Il 2021 è stato un anno incredibile sul fronte dei risultati, che momento vive lo sport italiano? Bisogna fare un distinguo. Come Coni siamo vicini a tutte le associazioni e posso dirle che dopo questi due anni, lo sport italiano sul territorio – inteso come società e impianti sportivi – versa in una situazione tragica. La pandemia ha portato in rosso i conti di molte società, senza contare la congiuntura sfavorevole del rincaro dell’energia, delle materie prime e di tutta una serie di costi che si sono aggiunti a una situazione già difficile. È un tema di cui il governo dovrebbe farsi carico. Detto questo, l’Italia è un Paese che dall’estero guardano con ammirazione per i risultati che otteniamo in tutti gli sport, perché – a differenza di altre nazioni – siamo veramente competitivi a 360 gradi, dal calcio al curling. Questo è frutto del lavoro del nostro Comitato olimpico, che non lascia indietro nessuno: tutte le federazioni vengono considerate alla stessa stregua. Ci si lamenta spesso dell’Italia, ma siamo diventati un punto di riferimento per come il Paese ha affrontato la pandemia. Si può essere più o meno d’accordo su norme introdotte o non ritirate al momento giusto, ma nella fase più critica l’Italia ha dato una grande prova. E l’ha data anche nello sport: a differenza di altri, i nostri atleti hanno potuto continuare ad allenarsi ad alti livelli anche nei periodi più duri della pandemia, altrimenti nel 2021 non saremmo stati in grado di vincere così tanto.

Ha parlato delle responsabilità in capo al governo italiano. Voi come Coni come potete intervenire? Possiamo dare sicuramente un sostegno tecnico, di cultura sportiva e di formazione, però sarebbe pretestuoso e sbagliato dire “il Coni deve fare”, perché per intervenire servono risorse che noi non abbiamo, ma sono nella disponibilità del governo.

Intanto c’è l’Olimpiade di Milano-Cortina 2026 da organizzare… Cosa si aspetta da un evento di tale portata? In generale le Olimpiadi e le Paralimpiadi sono una grandissima opportunità economica, sportiva e sociale per il Paese e le città coinvolte.

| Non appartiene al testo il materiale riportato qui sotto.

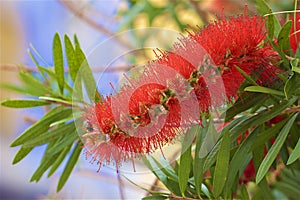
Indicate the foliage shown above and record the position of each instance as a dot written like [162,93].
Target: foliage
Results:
[262,128]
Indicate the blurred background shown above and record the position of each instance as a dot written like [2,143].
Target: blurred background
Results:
[34,23]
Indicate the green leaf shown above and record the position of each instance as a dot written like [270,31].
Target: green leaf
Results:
[143,188]
[247,77]
[240,105]
[71,58]
[67,139]
[264,136]
[244,193]
[59,159]
[169,183]
[210,140]
[22,153]
[24,103]
[284,37]
[85,74]
[239,157]
[56,100]
[58,62]
[198,162]
[271,28]
[212,156]
[42,125]
[45,164]
[51,135]
[265,90]
[69,166]
[274,150]
[222,163]
[295,154]
[33,86]
[258,119]
[185,161]
[155,197]
[264,9]
[258,154]
[295,65]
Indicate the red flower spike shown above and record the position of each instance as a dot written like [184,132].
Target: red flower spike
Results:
[200,73]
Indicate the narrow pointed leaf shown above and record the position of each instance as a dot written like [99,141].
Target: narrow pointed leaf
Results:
[265,90]
[69,166]
[198,162]
[68,139]
[59,159]
[24,103]
[284,37]
[295,154]
[71,58]
[239,157]
[42,125]
[185,161]
[274,150]
[51,135]
[58,62]
[22,153]
[222,163]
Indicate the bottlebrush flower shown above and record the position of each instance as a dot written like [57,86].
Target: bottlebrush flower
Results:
[128,124]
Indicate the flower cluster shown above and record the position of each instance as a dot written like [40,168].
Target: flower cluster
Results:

In passato hanno cambiato interi quartieri, strade, impianti e trasporti, lasciandoli più accessibili anche per le persone disabili, che possono muoversi, lavorare e praticare attività sportiva in centri pensati anche per loro. Non dimentichiamo anche i posti di lavoro generati nei due quadrienni precedenti e la formazione sul territorio nazionale riguardo ai temi dell’organizzazione di un grande evento dello sport.

Giovanni Malagò è al suo terzo mandato, alle Olimpiadi del 2026 ci sarà un nuovo presidente del Coni. Dopo il primo vicepresidente vicario, sarà la volta di un presidente donna? Quello che mi auguro è che non sia il momento del “basta che sia donna”, come è avvenuto durante il dibattito per l’elezione del Presidente della Repubblica. Se sarà donna, spero che venga eletta perché avrà dimostrato di essere la più brava, delle donne e degli uomini.